Your Joint Prediction Sets Are 20–40% Too Wide

Most pricing teams who have adopted conformal prediction for uncertainty quantification are running joint frequency-severity intervals using the Bonferroni correction, or something close to it. Target 95% joint coverage, run each dimension at 97.5%, produce a rectangle $[\ell_f, u_f] \times [\ell_s, u_s]$, move on. It works. It has a finite-sample guarantee. It is also provably wasteful — sometimes by 20–40% of the prediction region’s volume.

Braun, Berta, Jordan and Bach (arXiv:2507.20941, July 2025, updated February 2026) demonstrate the source of the waste and a remedy. The waste comes from ignoring the cross-dimensional correlation structure when computing nonconformity scores. The remedy is to whiten the residuals using the covariance between outputs before scoring. The resulting prediction sets are ellipsoids, not hyperrectangles, and they are tighter wherever your outputs are correlated.

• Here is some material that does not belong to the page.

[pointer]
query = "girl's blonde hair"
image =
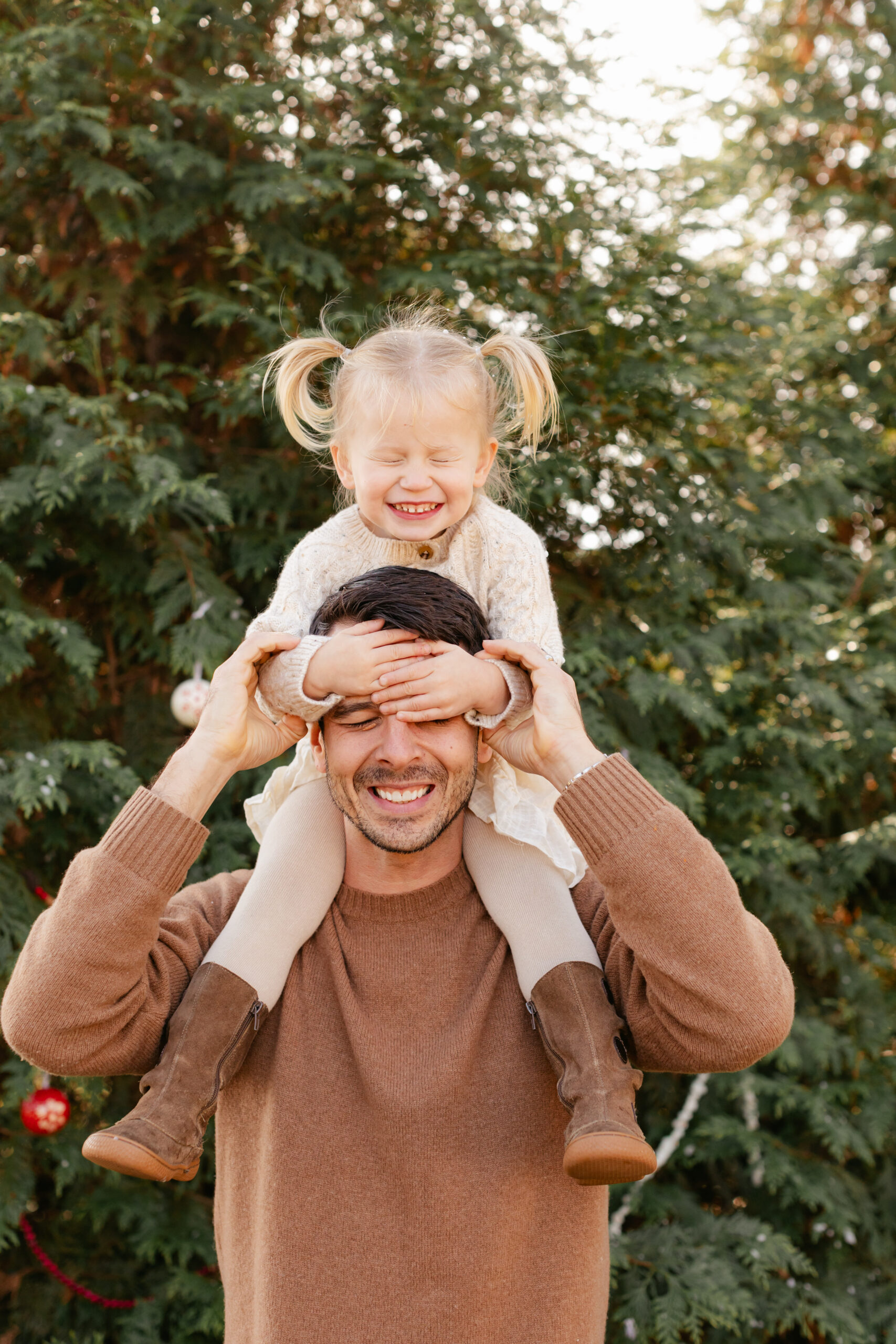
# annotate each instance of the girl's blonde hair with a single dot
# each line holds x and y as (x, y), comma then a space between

Whether this matters for your team depends almost entirely on one number: the number of outputs you are modelling jointly. For $d = 2$ (frequency and severity), the gain is real but modest, and there are simpler alternatives already available. For $d \geq 5$ — a multi-peril home model covering fire, flood, escape of water, theft, and accidental damage separately — the efficiency argument becomes compelling.

Why Bonferroni wastes coverage

The Bonferroni correction for joint coverage at level $1 - \alpha$ across $d$ outputs allocates $\alpha / d$ miscoverage to each dimension. For $d = 2$ at $\alpha = 0.05$, each dimension is calibrated at 97.5%.

That allocation is correct — jointly covering two uncorrelated, independent outputs at 95% does require 97.5% marginal coverage on each. The problem is that frequency and severity are not independent. In motor insurance they are modestly negatively correlated: books with higher claim frequency tend to have lower average severity (more minor bumps, fewer catastrophic events). In home insurance the correlation structure between perils is more complex but never zero.

When outputs are correlated, the Bonferroni rectangle overcovers. The 97.5% per-dimension intervals cover more joint probability mass than 95% because the two dimensions are not moving independently. The rectangle is padded in the joint space by an amount that depends on the correlation. Bonferroni treats the joint distribution as if it were the product of its marginals. It is not.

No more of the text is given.